So the Patriots pulled the rug out from under the NFL world once again, and traded the divisive and polarizing Randy Moss. As a Patriots fan, I am actually ok with this move if he was being a distraction in the locker room. Rumors and reports are still leaking out bit by bit from the media, so a completely clear picture of just how this all came about hasn't quite formed yet.
That hasn't stopped the talking heads from turning this into the biggest news story since The Decision. One particularly infuriating mouthpiece is Cris Carter, former star reciever for the Vikings and ex-teammate of Randy Moss. As someone who mentored Moss and "showed him the ropes" so to speak, Carter has become the unofficial expert on this whole situation, the lead source for all news concering number 84 in purple. The guy has been on the air for what seems 50 hours straight, everywhere I turn.

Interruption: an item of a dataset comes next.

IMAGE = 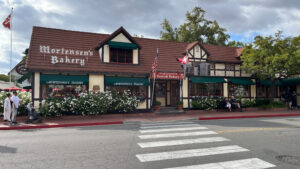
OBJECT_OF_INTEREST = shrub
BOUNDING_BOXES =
[192,97,218,110]
[40,91,139,116]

Carter keeps spinning the "Moss was/is a great teammate, he's misunderstood, you don't know him like I do" bull. There is no doubt Carter knows Moss better than 99% of the other media types covering this story, but for some reason, instead of just lending insight, Carter seems to take this personally and is busy constructing his platform on a vigorous defense of Moss. The seeming inability to seperate objective informing and subjective opining has made Carter look like a Rainbow Coalition drummer.
Some people have made this into a race issue and it might be, but we can get to that another time. (Sidenote: listening to Cris Carter right now on 103.7 FM WEEI with Dale and Holley and Carter just said his favorite baseball team is the Yankees and favorite NBA team is the Lakers. The dude grew up in Ohio. What a front-running P.O.S., but anyways). This entire saga has been governed by one overriding all-determinant pathos, and that is EGO. The capital letters are very necessary in this case. Also, let me say, anyone worth their salt, trying to accomplish anything in this world, has to have some ego. The people that are pragmatic, self-disciplined, humble, and successful find a way to subjegate their ego in the name of respecting themselves and others. When that doesn't happen, and ego rules the day, a person become not the man I described formerly, but a cocky, narcissistic maniac who loses sight of themselves in their own self-imposed "me me me" jungle. This can be mostly nature or mostly nuture, but is always some combination of the two.
The point I am trying to come to, by a roundabout way, is that in these modern, frenzied information sports age, every star athlete, no matter how bad of a guy he is or how much of an ego-maniacal jackass he is, has their defenders. LeBron, Kobe, T.O., Chad Ochocinco, A-Rod, Clemens, Manny Ramirez, on and on and on and on the list goes. Star athletes, either trouble-makers on and/or off the field. Guys that divide teams, distract from team focus, guys who's egoes are so far out of whack that anything they do they can spin into defending themselves from critics or victimizing themselves against a system they think is out to get them and stifle their inherent "individualism" or "right to speak their minds" or whatever. This other-worldy stratosphere these guys live in, propped up by dumbass fans, pathetic hangers-on and agents, suck up owners and executives, has completely blinded these guys from what it means to be grateful, appreciative, grounded human beings.